The partners had created an advanced audio receiver that could be used to play radio programs and records at home with high audio fidelity by simply attaching speakers. Listeners were amazed. “We knocked the hell out of them; they were trembling with Shostakovich’s Fifth” Harman said. “Nobody had heard anything like that in his living room”, Harman recalled.

The D-1000 was one of the world's first AM/FM compact Hi-Fi receivers, and a forerunner to today's integrated receivers. The monaural unit was aimed to introduce non-technical consumers to high fidelity and combined many now-familiar features such as a tuner, component control unit and amplifier in a single chassis. The shape, form function and size of the D-1000 was a forerunner of the modern integrated receiver. Early Harman Kardon Hi-Fi equipment can be identified by a distinctive design of a copper plated chassis with a copper and black color scheme for panels and enclosures.

By 1956 Harman Kardon was worth $600,000. By 1957 the company offered a wide range of audio equipment, including console receiver units, stand alone tuners, amplifiers and a number of integrated receivers in varying levels of output wattage and features, all within three price ranges - the "Standard", the "Deluxe" and the "Custom" lines.
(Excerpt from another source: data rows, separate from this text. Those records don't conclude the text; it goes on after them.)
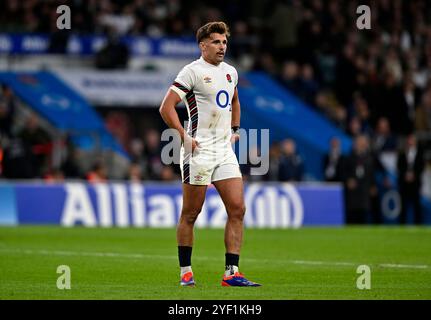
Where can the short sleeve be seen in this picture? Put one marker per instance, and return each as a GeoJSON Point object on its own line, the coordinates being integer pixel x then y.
{"type": "Point", "coordinates": [184, 82]}
{"type": "Point", "coordinates": [236, 77]}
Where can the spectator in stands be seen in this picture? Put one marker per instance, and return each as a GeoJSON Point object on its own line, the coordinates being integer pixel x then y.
{"type": "Point", "coordinates": [390, 103]}
{"type": "Point", "coordinates": [39, 142]}
{"type": "Point", "coordinates": [7, 111]}
{"type": "Point", "coordinates": [152, 152]}
{"type": "Point", "coordinates": [138, 158]}
{"type": "Point", "coordinates": [410, 166]}
{"type": "Point", "coordinates": [423, 113]}
{"type": "Point", "coordinates": [98, 174]}
{"type": "Point", "coordinates": [333, 162]}
{"type": "Point", "coordinates": [274, 162]}
{"type": "Point", "coordinates": [383, 140]}
{"type": "Point", "coordinates": [168, 174]}
{"type": "Point", "coordinates": [135, 172]}
{"type": "Point", "coordinates": [291, 166]}
{"type": "Point", "coordinates": [290, 77]}
{"type": "Point", "coordinates": [18, 160]}
{"type": "Point", "coordinates": [358, 181]}
{"type": "Point", "coordinates": [114, 55]}
{"type": "Point", "coordinates": [70, 166]}
{"type": "Point", "coordinates": [54, 176]}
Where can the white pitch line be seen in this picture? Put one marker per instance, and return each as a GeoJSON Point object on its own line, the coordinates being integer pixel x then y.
{"type": "Point", "coordinates": [150, 256]}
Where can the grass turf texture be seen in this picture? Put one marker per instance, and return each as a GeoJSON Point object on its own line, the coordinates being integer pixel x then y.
{"type": "Point", "coordinates": [308, 263]}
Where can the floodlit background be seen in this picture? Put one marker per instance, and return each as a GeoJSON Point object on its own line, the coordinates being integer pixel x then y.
{"type": "Point", "coordinates": [81, 104]}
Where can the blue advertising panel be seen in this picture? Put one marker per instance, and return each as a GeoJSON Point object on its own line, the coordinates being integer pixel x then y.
{"type": "Point", "coordinates": [280, 205]}
{"type": "Point", "coordinates": [34, 43]}
{"type": "Point", "coordinates": [61, 106]}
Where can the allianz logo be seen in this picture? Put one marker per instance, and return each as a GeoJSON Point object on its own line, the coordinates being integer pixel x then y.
{"type": "Point", "coordinates": [35, 43]}
{"type": "Point", "coordinates": [123, 205]}
{"type": "Point", "coordinates": [5, 44]}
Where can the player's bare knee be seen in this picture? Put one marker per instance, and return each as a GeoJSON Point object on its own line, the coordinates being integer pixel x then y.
{"type": "Point", "coordinates": [190, 216]}
{"type": "Point", "coordinates": [237, 211]}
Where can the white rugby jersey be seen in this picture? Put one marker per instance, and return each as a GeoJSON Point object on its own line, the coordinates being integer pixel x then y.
{"type": "Point", "coordinates": [207, 91]}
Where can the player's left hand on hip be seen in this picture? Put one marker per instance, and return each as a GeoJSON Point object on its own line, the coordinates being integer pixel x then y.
{"type": "Point", "coordinates": [234, 138]}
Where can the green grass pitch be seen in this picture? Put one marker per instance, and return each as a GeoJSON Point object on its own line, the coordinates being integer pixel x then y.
{"type": "Point", "coordinates": [307, 263]}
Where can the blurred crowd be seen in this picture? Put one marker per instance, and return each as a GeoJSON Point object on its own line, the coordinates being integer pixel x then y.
{"type": "Point", "coordinates": [373, 84]}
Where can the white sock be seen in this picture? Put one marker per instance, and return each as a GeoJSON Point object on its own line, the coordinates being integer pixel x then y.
{"type": "Point", "coordinates": [231, 270]}
{"type": "Point", "coordinates": [184, 270]}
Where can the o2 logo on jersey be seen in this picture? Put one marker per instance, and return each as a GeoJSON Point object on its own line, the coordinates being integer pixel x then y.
{"type": "Point", "coordinates": [222, 99]}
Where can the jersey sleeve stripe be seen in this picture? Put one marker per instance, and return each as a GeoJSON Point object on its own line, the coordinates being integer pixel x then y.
{"type": "Point", "coordinates": [181, 87]}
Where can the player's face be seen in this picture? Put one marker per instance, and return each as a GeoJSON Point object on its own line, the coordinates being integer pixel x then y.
{"type": "Point", "coordinates": [214, 48]}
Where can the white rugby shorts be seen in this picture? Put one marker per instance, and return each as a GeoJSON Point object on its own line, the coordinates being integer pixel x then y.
{"type": "Point", "coordinates": [206, 166]}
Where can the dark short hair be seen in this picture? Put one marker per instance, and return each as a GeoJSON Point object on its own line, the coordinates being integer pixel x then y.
{"type": "Point", "coordinates": [212, 27]}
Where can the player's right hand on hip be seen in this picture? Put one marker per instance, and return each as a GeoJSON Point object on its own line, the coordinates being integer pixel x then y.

The company began offering an unconditional one year guarantee on parts and labor on all Harman Kardon equipment.

===Kardon retires===
Kardon retired in 1957. Harman steadily grew the company into a consumer audio juggernaut in the home, professional and automotive markets producing speakers, amplifiers, noise-reduction devices, video and navigation equipment, voice-activated telephones, climate controls and home theater systems.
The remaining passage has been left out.